Eastern Africa should look to fund development using domestic savings and remittances rather than debt, foreign direct investment or aid, the United Nations has said.

At a conference in Rwanda last week, Andrew Mold, a senior economist from the UN Economic Commission for Africa, argued that only by relying on domestic revenue mobilisation will the region meet the substantial levels of funding it needs.

Africa as a whole needs an additional $600bn every year until 2030 to meet the Sustainable Development Goals, and Mold said the prospect of official aid meeting this target was not especially encouraging.

Underpinning this, the UNECA also pointed to some of its own research that suggests eastern Africa’s growth over the past three decades has been stronger when it has been supported by higher domestic savings rather than external financing, for example, aid, FDI or debt.

Countries in the region should also do more to prevent illicit flows of money leaving the country, for example, from tax avoidance.

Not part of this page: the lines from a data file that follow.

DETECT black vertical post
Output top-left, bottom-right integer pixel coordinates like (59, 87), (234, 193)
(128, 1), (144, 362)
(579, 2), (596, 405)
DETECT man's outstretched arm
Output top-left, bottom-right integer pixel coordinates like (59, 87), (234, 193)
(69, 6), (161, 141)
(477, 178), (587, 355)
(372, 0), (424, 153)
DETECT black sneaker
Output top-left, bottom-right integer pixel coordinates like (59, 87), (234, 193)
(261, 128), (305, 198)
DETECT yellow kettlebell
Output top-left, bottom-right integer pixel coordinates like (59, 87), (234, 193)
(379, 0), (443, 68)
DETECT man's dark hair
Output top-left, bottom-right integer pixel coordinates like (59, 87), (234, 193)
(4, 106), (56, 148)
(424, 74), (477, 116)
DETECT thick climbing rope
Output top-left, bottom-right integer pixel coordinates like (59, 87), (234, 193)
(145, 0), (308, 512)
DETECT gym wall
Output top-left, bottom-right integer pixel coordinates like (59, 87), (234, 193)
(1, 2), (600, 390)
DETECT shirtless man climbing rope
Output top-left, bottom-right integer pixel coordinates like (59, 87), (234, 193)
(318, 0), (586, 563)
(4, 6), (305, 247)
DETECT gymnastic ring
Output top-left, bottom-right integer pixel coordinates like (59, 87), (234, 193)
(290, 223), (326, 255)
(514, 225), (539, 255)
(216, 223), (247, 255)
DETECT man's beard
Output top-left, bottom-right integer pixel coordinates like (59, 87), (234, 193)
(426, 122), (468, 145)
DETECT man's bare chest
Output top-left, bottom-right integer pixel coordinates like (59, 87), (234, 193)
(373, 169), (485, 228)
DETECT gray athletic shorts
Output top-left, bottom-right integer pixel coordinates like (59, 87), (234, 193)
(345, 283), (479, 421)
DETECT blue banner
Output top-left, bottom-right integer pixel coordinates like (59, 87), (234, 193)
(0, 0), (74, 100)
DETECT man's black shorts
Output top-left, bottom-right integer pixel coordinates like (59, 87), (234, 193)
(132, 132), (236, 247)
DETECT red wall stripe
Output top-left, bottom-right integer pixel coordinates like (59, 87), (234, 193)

Currently, it is estimated this accounts for a loss of around 6% of GDP for Africa as a whole.

But remittances, which stood at just under 8% of GDP in 2015, dwarf both this and flows of official aid to the continent. These, and diaspora savings, could be leveraged to provide more finances for the region, especially in Kenya and Uganda, UNECA said.

The conference in Rwanda also saw the launch of a UN Conference on Trade and Development Report into eastern Africa’s debt dynamics.

While the region has a higher growth rate of external debt compared to the sub-Saharan African average – 13.3% compared to 9% – as a percentage of gross national income, debt levels are still sustainable, the report found.

This was true for all but two countries, Burundi and Djibouti. A recent evaluation under the World Bank and International Monetary Fund’s joint debt sustainability framework, found these two economies were at high risk of default.